Caldas Ramos et al. introduced MAPI-LLM, a framework that processes natural-language queries about material properties using an LLM to decide which of the available tools, such as the Materials Project application programming interface (API), the Reaction-Network package, or Google Search, to use to generate a response. [Jablonka et al. (2023)] MAPI-LLM employs a reasoning and acting (ReAct) prompt (see Section 3.12.1 to read more about ReAct), to convert prompts such as “Is \(Fe_2O_3\) magnetic?” or “What is the band gap of Mg(Fe3O3)2?” into queries for Materials Project API. The system processes multi-step prompts through logical reasoning, for example, when asked “If Mn2FeO3 is not metallic, what is its band gap?”, the LLM system creates a two-step workflow to first verify metallicity before retrieving the band gap.

Building on this foundation of agent-based materials querying, Chiang et al. (2024) advanced the approach with LLaMP, a framework that employs “hierarchical” ReAct agents to interact with computational and experimental data. This “hierarchical” framework employs a supervisor-assistant agent architecture where a complex problem is broken down and tasks are delegated to domain-specific agents.

6.1.4 Limitations

Figure 6.2: Normalized error distributions for materials property prediction models across different architectures. Each point represents the normalized error of a model on a specific property prediction task. Normalization was achieved with min/max values of each dataset to produce a range of errors between 0 and 1. The first column (blue) shows GNN based models, the second column (red) displays LLM approaches, and the third column (orange) represents other baseline methods and state-of-the-art (SOTA) models, including CrabNet. (A. Y.-T. Wang et al. 2021) Lower values indicate better predictive performance. Data adapted from Alampara, Miret, and Jablonka (2024).

A significant challenge for GPMs in chemistry lies in managing dataset limitations and selecting appropriate chemical representations. Practical applications often suffer from highly unbalanced datasets, where examples of optimal materials are vastly outnumbered by poor-performing ones, forcing difficult compromises that can diminish model performance [Van Herck et al. (2025)]. The choice of how a material is represented (SMILES notation versus IUPAC) also critically impacts performance, indicating that data preprocessing remains a crucial consideration.

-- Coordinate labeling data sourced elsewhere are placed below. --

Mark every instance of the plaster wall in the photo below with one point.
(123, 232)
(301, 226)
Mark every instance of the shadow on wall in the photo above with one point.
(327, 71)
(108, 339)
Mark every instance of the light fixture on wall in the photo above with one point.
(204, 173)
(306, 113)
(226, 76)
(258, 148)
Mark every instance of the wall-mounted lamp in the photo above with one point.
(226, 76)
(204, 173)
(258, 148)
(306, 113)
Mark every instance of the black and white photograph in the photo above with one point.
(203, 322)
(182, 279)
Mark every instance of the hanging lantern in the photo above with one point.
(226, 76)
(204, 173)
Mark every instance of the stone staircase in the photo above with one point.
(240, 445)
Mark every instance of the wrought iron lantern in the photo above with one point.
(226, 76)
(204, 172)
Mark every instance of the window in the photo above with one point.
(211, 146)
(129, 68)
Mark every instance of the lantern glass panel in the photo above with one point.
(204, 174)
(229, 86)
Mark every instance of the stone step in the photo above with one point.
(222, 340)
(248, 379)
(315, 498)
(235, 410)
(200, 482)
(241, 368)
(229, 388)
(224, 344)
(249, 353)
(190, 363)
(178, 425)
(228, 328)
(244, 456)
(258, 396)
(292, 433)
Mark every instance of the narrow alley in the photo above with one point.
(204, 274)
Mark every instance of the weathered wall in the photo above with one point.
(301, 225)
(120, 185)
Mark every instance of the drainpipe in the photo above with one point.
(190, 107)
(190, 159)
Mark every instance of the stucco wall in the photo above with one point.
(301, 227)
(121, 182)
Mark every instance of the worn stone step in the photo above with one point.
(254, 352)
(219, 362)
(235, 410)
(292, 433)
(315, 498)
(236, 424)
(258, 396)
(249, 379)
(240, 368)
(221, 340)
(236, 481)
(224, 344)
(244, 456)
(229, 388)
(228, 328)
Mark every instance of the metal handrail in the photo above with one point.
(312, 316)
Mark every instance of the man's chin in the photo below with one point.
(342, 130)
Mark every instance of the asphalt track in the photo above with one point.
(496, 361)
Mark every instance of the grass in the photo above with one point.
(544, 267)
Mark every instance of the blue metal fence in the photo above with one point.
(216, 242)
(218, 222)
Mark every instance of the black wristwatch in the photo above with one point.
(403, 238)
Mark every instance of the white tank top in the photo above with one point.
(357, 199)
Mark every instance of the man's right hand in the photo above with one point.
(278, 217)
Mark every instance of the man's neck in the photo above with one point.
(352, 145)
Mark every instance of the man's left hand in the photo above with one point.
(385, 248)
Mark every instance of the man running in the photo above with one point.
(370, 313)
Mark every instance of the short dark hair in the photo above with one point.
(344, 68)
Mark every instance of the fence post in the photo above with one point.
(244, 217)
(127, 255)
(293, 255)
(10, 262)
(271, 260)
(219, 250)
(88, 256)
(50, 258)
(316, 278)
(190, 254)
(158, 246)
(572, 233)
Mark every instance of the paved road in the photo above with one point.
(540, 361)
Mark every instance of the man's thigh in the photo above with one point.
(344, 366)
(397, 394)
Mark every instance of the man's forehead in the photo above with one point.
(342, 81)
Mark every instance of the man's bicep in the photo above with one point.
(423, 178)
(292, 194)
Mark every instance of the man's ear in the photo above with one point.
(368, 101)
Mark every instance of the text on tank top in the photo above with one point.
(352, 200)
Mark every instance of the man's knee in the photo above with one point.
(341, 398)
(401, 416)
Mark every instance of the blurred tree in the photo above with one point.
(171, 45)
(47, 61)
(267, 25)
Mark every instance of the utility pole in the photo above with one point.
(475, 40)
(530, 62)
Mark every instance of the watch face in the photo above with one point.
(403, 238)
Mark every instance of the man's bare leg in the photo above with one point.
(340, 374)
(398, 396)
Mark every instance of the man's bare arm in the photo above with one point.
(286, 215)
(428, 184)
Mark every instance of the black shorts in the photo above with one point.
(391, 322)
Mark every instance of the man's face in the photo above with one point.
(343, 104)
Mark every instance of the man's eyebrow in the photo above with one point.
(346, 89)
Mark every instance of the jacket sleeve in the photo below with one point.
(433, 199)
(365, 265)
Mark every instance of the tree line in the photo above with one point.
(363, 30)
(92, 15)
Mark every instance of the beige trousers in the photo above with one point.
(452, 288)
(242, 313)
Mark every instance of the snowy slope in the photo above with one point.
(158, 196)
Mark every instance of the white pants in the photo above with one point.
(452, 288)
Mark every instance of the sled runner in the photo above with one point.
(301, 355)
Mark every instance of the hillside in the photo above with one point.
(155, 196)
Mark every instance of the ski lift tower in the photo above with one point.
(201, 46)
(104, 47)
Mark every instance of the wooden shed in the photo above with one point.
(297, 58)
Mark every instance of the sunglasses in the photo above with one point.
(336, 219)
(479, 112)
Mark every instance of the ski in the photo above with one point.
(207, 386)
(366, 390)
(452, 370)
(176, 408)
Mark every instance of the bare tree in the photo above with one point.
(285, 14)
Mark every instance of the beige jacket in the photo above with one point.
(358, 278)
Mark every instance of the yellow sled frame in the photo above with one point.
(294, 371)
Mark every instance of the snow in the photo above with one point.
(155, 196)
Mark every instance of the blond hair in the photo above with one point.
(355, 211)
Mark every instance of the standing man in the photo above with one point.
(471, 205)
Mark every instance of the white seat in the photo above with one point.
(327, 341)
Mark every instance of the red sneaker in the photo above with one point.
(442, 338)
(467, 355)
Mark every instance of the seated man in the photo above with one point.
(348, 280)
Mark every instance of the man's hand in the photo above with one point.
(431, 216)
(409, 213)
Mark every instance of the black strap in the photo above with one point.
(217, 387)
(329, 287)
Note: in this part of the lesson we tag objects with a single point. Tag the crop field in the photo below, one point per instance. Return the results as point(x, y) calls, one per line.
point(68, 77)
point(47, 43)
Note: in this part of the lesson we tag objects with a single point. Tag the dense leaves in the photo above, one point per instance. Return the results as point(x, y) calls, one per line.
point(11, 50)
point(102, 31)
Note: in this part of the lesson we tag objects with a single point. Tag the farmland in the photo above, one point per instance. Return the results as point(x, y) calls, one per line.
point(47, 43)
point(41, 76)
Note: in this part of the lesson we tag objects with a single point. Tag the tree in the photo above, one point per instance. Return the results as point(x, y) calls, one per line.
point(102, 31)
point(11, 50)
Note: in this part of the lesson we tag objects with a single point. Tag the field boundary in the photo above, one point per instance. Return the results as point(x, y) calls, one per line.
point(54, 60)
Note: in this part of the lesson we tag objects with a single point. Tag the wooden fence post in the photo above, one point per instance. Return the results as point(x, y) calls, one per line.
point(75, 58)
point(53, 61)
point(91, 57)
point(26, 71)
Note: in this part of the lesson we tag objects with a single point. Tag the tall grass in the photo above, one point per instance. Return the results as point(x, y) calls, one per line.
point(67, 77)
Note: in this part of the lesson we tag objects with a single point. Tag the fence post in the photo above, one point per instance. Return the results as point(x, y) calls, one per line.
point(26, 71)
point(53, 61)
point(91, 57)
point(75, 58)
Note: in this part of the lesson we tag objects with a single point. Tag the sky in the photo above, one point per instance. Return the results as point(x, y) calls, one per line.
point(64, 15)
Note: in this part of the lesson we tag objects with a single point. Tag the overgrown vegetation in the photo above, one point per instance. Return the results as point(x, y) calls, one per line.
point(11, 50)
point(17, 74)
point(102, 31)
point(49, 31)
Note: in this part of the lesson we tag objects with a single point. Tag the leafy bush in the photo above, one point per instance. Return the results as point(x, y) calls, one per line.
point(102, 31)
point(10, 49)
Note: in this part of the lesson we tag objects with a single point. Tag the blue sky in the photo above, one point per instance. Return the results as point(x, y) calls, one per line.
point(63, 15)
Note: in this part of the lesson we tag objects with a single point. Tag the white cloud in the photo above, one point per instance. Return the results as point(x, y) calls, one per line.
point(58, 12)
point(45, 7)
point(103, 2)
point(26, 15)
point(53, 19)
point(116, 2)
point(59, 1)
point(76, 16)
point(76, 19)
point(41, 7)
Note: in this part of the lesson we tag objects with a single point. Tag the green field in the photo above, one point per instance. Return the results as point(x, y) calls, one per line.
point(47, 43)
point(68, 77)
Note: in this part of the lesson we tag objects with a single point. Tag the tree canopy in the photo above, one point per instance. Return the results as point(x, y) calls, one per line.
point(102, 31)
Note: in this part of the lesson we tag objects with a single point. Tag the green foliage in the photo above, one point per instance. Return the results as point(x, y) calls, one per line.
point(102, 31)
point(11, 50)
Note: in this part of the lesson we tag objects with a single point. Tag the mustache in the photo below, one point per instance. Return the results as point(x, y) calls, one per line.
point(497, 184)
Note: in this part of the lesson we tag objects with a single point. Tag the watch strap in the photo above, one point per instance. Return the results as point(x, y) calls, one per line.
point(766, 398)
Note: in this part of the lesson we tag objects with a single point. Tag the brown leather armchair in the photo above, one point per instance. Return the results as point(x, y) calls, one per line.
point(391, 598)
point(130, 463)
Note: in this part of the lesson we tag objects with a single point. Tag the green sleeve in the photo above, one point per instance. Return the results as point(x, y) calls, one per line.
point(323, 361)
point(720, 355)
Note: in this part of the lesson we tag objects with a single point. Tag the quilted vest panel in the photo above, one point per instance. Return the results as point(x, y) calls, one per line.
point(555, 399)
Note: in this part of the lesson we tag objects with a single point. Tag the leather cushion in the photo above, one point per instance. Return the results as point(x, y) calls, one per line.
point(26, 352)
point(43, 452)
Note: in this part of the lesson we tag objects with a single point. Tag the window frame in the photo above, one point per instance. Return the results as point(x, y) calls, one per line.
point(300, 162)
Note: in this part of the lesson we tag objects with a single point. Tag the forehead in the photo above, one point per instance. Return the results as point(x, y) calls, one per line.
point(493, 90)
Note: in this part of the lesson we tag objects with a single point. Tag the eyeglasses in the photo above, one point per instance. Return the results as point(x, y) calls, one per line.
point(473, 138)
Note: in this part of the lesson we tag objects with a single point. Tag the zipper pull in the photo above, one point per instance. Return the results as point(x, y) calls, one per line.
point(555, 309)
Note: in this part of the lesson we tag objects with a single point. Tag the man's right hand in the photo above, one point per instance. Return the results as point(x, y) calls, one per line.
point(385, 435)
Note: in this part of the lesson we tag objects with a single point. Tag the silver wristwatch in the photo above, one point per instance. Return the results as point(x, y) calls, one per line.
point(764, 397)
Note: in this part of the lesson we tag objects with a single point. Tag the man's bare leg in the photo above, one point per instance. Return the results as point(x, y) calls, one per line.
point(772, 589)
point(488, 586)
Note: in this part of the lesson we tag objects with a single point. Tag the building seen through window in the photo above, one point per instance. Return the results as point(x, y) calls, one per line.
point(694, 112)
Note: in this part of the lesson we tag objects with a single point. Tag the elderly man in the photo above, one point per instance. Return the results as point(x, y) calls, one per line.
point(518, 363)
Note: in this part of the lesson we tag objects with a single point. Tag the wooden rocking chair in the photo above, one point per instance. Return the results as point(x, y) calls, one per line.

Beyond data issues, architectural constraints present another barrier as illustrated in Figure 6.2. Alampara, Miret, and Jablonka (2024) reveal that while LLMs are effective for tasks relying on compositional information, they struggle to interpret geometric or spatial data when it is encoded in text. This suggests a fundamental limitation of transformer-based architectures for applications requiring spatial reasoning. Consequently, the conventional assumption that performance can be universally improved by scaling up model size or pre-training data is challenged [Frey et al. (2023)]. Such scaling may not overcome the inherent bias against geometric understanding.

6.1.5 Open Challenges

  • Encoding 3D Structure: Developing methods to effectively represent and integrate geometric, spatial, and structural information to overcome their inherent bias toward compositional data.

  • Dynamic Knowledge Integration: Move beyond static fine-tuning to establish a reliable, real-time framework that can incorporate new, evolving scientific findings without catastrophic forgetting.

  • Fundamental Architectural Shifts: Exploring whether many of the existing GPM architectures are sufficient or if new, specialized ones are needed to capture complex relationships in molecular and materials science.

6.2 Molecular and Material Generation

Figure 6.3: Pipeline for molecular and materials generation. The workflow begins with input structures represented in various formats, which are used to train ML models to generate novel molecular and material structures. The generated structures should undergo a feedback loop through validation processes before being applied in the real world. Blue boxes indicate well-established areas of the pipeline with mature methodologies, while the red box represents critical bottlenecks. Currently, the largest gaps in the process are in the representation and validation steps.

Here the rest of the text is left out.